Astroscale Japan, a subsidiary of Astroscale, the market leader in satellite servicing and long-term orbital sustainability across all orbits, and the Japan Aerospace Exploration Agency (JAXA) have started concept co-creation activities for a satellite refueling1 service, under the JAXA Space Innovation through Partnership and Co-creation (J-SPARC).
The aim is to explore concepts for a fuel delivery service for one year, toward the realization of space sustainability. The mission concept will be for providing refueling service on orbit to satellites that are both prepared and unprepared to be refueled.
“On-orbit services are the sustainable infrastructure of the space economy,” said Miki Ito, Managing Director of Astroscale Japan. “Over the past few years, awareness of the orbital environment and space sustainability has increased rapidly, and the demand for such services has grown significantly. We are pleased to be working with JAXA on refueling as a function of life extension, and by 2030, we plan to be able to make on-orbit services, including life extension, a routine basic infrastructure service.”
Astroscale Japan will study the feasibility of satellite refueling services and consider international collaboration with other Astroscale subsidiaries and partners, applying the rendezvous and proximity operations technology demonstrated in the End-of-Life Services by Astroscale – demonstration (ELSA-d) mission, and robot arm and hand technology currently under development to the refueling work. JAXA will study the technical feasibility of an on-orbit refueling system, examine ground test equipment for fuel transfer evaluation, and provide technical knowledge and advice based on the studies.
Earth’s orbits, particularly low-Earth orbit, are becoming crowded due to an increase in space activity, which has led to the accrual of orbital debris. If this trend continues without a solution, it will become difficult to safely use those orbits. To solve this problem and achieve a sustainable space environment, it is important to realize a circular economy through on-orbit services, which include removing and reducing space debris, and reusing, repairing and refueling spacecraft.
Refueling has cost-reducing effects for satellite operators. Extending the life of satellites will help reduce the number of satellites and launches required to carry out current space activities. Life extension also enables additional missions by removing fuel constraints.
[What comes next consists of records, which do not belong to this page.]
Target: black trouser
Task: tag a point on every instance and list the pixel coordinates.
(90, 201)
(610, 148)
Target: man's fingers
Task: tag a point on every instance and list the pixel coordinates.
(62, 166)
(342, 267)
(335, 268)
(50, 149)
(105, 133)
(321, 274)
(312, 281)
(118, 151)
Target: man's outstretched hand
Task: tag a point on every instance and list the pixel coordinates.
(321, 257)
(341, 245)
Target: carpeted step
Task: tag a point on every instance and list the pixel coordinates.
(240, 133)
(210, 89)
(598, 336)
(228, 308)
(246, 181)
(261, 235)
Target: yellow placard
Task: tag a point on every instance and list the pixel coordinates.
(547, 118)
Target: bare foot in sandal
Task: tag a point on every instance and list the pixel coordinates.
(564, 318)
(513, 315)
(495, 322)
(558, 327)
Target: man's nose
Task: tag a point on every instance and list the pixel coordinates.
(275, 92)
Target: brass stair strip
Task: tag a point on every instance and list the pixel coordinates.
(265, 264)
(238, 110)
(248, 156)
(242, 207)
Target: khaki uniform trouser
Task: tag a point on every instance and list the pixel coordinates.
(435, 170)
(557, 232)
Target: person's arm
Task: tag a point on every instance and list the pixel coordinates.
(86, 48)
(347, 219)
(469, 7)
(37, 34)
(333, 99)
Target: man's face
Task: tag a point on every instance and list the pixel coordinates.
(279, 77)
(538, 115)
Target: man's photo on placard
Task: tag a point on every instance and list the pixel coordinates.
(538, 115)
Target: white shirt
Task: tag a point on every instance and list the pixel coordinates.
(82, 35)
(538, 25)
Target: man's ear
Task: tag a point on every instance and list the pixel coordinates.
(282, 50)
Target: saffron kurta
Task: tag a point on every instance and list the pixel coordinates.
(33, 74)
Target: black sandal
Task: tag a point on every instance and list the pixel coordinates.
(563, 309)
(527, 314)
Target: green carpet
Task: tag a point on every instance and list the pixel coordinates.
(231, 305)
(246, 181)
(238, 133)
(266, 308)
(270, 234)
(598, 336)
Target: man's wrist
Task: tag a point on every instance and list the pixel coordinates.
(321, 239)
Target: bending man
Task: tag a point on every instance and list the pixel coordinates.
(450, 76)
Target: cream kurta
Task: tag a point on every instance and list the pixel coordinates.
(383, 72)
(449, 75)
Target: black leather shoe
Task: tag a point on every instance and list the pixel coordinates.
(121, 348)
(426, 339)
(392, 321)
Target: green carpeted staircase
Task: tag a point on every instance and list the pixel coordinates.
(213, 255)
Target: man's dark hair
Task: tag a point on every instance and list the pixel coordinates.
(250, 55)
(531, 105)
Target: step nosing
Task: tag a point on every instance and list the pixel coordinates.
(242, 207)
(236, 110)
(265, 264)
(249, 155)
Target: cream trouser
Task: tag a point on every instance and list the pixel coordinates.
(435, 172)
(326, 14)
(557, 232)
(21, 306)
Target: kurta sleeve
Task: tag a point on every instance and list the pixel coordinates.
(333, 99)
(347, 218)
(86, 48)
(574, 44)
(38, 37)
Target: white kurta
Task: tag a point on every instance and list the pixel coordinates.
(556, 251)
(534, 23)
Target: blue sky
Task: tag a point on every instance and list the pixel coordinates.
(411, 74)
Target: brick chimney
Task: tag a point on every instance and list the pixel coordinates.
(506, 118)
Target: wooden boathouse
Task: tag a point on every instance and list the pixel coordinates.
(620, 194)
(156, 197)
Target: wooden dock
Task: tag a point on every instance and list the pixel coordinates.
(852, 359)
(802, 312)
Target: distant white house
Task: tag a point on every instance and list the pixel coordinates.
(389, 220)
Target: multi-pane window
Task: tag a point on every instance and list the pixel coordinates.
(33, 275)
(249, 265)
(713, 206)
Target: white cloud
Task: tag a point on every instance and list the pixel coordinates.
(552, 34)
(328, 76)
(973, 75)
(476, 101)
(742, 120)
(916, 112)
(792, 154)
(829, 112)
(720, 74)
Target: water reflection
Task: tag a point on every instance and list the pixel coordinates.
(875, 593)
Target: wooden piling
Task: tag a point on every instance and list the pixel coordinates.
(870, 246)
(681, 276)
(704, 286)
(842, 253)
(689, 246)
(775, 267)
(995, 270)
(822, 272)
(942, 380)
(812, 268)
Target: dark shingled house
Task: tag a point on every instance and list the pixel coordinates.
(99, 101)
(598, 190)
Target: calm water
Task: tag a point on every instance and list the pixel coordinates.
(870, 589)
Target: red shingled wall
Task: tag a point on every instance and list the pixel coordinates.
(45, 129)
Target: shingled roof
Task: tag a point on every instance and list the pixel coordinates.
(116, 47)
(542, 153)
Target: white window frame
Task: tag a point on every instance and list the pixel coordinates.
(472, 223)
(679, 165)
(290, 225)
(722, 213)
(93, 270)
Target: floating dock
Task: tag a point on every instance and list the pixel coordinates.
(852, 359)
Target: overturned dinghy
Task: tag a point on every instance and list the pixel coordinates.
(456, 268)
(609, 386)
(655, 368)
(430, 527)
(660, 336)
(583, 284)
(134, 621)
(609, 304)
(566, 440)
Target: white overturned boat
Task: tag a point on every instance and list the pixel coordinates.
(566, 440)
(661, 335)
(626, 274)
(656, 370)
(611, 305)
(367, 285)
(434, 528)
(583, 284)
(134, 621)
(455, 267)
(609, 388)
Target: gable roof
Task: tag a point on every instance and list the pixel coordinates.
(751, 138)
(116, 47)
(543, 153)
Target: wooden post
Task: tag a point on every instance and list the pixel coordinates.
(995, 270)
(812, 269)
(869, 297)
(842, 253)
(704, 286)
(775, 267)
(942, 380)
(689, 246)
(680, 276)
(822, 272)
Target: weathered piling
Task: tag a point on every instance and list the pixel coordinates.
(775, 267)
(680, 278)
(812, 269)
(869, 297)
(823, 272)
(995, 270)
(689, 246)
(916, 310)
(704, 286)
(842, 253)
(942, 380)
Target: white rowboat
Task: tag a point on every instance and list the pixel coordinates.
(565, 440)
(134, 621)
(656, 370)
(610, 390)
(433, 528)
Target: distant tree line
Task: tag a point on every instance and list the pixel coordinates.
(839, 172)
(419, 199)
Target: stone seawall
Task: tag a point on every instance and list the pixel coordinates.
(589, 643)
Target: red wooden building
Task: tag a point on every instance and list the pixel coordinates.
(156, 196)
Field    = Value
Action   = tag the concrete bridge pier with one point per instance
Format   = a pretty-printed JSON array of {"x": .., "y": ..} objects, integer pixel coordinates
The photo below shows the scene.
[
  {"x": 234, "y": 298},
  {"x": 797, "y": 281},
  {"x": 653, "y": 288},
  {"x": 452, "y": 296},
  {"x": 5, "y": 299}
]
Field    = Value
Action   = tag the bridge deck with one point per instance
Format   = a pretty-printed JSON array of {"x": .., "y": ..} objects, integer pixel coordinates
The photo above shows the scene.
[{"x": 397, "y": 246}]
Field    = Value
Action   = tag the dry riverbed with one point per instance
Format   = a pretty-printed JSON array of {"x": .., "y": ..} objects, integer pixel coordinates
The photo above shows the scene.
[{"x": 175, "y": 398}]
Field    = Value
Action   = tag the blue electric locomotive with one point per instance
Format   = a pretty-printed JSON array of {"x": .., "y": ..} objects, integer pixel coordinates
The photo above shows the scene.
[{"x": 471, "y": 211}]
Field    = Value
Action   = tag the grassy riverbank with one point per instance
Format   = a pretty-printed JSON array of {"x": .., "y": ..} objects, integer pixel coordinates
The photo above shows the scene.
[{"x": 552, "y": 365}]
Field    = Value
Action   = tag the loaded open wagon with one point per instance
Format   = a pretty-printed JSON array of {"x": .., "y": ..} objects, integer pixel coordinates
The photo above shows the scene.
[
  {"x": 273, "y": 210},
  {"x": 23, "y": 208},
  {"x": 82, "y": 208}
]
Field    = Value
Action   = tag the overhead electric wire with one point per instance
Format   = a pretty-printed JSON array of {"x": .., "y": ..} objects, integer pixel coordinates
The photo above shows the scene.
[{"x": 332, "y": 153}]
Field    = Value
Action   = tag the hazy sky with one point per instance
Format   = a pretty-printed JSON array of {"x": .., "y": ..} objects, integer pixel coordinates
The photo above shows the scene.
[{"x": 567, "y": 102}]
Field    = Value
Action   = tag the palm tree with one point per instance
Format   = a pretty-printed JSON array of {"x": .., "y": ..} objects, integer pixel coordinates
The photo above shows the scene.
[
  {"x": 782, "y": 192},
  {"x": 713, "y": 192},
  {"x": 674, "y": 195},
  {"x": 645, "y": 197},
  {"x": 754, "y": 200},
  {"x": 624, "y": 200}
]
According to Northern Sky Research, a U.S. space market research firm, it is estimated that by 2031, life extension services such as refueling will generate $4.7 billion in revenue.
“On-orbit satellite refueling is a new service that overcomes the longevity factor of fuel depletion and enables satellite operations to continue for a longer period of time,” said Hiroyuki Sugita, Director of Research Unit II at JAXA’s Research and Development Directorate. “We expect that providing JAXA’s knowledge of refueling technology will advance the private sector’s space projects and contribute to the realization of sustainable space activities.”
1 Meaning to resupply satellites with propellants such as hydrazine, oxidizers, xenon, pressurized gas. Propellants that do not involve chemical reactions are included, but for the sake of clarity as a general term, propellants are described as fuel.